Anyone attending events on climate change will be aware of their partisan nature. Go to a mainstream conference and a good proportion of the participants will assume that anyone who does not go along with the received wisdom of the IPCC is at best foolish or deranged and at worst an evil right-winger who will do anything for money. Attend one of the smaller number of events organised by sceptics and the position is reversed, except that evil right-wingers become evil left-wingers.

Of course, things are not quite as black and white as this. But, as with any caricature, the views of opponents can have some elements of truth. There are some radical people on both sides of the argument who simply will not admit that anything they say could be wrong. And there are clearly many researchers and others whose income is directly linked to the work they do and so implicitly to the views they (apparently) hold. As for politics, there is also a tendency for academics and environmentalists to hold left of centre views, while sceptics are often (but not always) further to the right.

These are broad generalisations, but we ignore them at our peril. The conclusions people come to on climate change are shaped by their general world view. Many people are very ready to believe that our species' impact on the planet is largely negative, and it is a short step then to seeing climate change as 'obviously' anthropogenic. From the other end of the spectrum, it is all to easy to see those wedded to this hypothesis as part of a conspiracy designed to promote world government and global socialism, to protect the environment at the expense of the individual.

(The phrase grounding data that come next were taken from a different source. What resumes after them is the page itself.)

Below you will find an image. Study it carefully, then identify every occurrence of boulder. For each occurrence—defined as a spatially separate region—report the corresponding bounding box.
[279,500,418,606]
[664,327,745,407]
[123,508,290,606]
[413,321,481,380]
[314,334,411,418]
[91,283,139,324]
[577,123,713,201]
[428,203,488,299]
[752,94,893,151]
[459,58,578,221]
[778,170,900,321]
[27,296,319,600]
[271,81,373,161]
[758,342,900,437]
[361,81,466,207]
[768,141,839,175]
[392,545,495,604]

But we should try to put our prejudices aside and look at some of the areas of scientific uncertainty which need to be the subject of objective research rather than cursory dismissal. The IPCC's leaders should realise that arrogance, obfuscation and contempt for justified critics play into the hands of the very people they appear to despise. A little humility and a willingness to take criticisms seriously would greatly strengthen their position.

It all comes down to avoiding double standards. People from both sides of the argument should realise that, in Oscar Wilde's words, the truth is rarely pure and never simple. Finding a relatively small error in a publication or film does not automatically discredit everything else in it. But neither can errors simply be glossed over or ignored. Neither side has the truth, the whole truth and nothing but the truth.

So, in conclusion, here are two issues which deserve proper consideration by mainstream scientists rather than the normal brusque dismissal:

·        The lower troposphere temperature record, although normally said to be 'consistent with' the greenhouse hypothesis, is actually only so to the extent that error bars overlap. Its support for the hypothesis is rather weak, and yet it is a crucial part of the jigsaw. This issue needs to be resolved.

·        The effect of changes in the Sun's behaviour on weather patterns - whether via radiance changes, variation of the magnetic field, shielding from cosmic rays or other mechanisms - is usually dismissed as too small to be the primary driver of observed changes. But there is good historical correlation between solar cycles (eg, the number of sunspots) and observed long-term weather patterns, at least regionally. Given the accepted low level of understanding of clouds and atmospheric aerosols, solar influences surely merit proper investigation.

Acknowledging the validity of these points and working to resolve them in an open-minded way would be a major step in the right direction. Treating opponents with respect would be another.